For new agents/developers joining this feature:
- What's the current state? Check "Current Progress" section above
- What should I work on? See "Known Limitations" and TODO items
- How does the pipeline work? Read ARCHITECTURE.md execution flow
- How does caching work? Read CACHE_ARCHITECTURE.md
- Where are the tests? Currently manual testing only - automated tests are TODO
Success Criteria
Pipeline refactor is complete when:
- ✅ All 10 handlers ported and tested
- ✅ MachO caching implemented and working
- ✅ Performance targets met (60-70% faster, <1GB RAM)
- ✅ Profiling infrastructure in place
- ✅ Production test with all handlers passing
- ⚠️ Documentation complete (updated with accurate metrics)

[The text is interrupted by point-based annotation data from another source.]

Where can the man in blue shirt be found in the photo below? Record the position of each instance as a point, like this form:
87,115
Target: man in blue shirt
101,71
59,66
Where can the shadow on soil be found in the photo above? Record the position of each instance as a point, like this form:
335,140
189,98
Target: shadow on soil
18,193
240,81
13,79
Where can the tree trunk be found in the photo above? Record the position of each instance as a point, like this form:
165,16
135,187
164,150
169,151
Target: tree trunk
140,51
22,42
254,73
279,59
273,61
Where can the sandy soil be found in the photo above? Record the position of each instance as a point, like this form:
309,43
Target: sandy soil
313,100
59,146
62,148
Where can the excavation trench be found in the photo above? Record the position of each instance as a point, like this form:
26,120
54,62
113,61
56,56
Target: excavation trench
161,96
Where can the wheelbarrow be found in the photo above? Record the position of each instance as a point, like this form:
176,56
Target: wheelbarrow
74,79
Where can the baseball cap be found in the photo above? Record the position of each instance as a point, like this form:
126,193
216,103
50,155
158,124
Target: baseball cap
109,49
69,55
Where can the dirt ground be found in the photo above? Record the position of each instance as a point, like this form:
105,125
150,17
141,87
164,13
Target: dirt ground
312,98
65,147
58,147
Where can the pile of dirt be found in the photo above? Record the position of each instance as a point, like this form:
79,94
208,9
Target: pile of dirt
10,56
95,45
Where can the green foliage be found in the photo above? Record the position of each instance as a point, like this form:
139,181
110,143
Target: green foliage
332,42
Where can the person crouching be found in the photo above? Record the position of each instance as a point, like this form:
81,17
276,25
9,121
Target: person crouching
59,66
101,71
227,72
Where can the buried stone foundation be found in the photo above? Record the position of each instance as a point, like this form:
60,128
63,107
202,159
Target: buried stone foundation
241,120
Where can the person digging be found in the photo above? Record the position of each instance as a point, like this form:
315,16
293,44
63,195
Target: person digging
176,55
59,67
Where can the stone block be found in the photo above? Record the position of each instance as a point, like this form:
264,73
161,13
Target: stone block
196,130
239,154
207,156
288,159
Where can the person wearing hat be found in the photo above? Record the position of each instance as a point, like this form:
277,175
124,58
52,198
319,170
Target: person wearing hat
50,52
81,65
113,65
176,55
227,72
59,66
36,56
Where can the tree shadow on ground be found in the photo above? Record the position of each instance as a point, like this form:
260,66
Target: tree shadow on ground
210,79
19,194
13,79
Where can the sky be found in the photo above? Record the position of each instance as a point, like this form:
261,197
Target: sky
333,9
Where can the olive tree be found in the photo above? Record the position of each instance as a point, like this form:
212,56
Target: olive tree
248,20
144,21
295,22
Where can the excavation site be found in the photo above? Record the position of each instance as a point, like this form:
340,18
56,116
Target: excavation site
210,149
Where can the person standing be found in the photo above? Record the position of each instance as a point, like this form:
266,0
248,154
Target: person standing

- ⚠️ Automated test coverage (TODO)
Status: ✅ FUNCTIONALLY COMPLETE | ⚠️ Manual Testing Only
Full production test completed 2025-10-03 with all 10 handlers enabled, achieving 721 MB peak memory (99% reduction from 60GB+) and 8m 45s execution time (60-70% faster than 20-30 min baseline). See Known Limitations for minor feature gaps.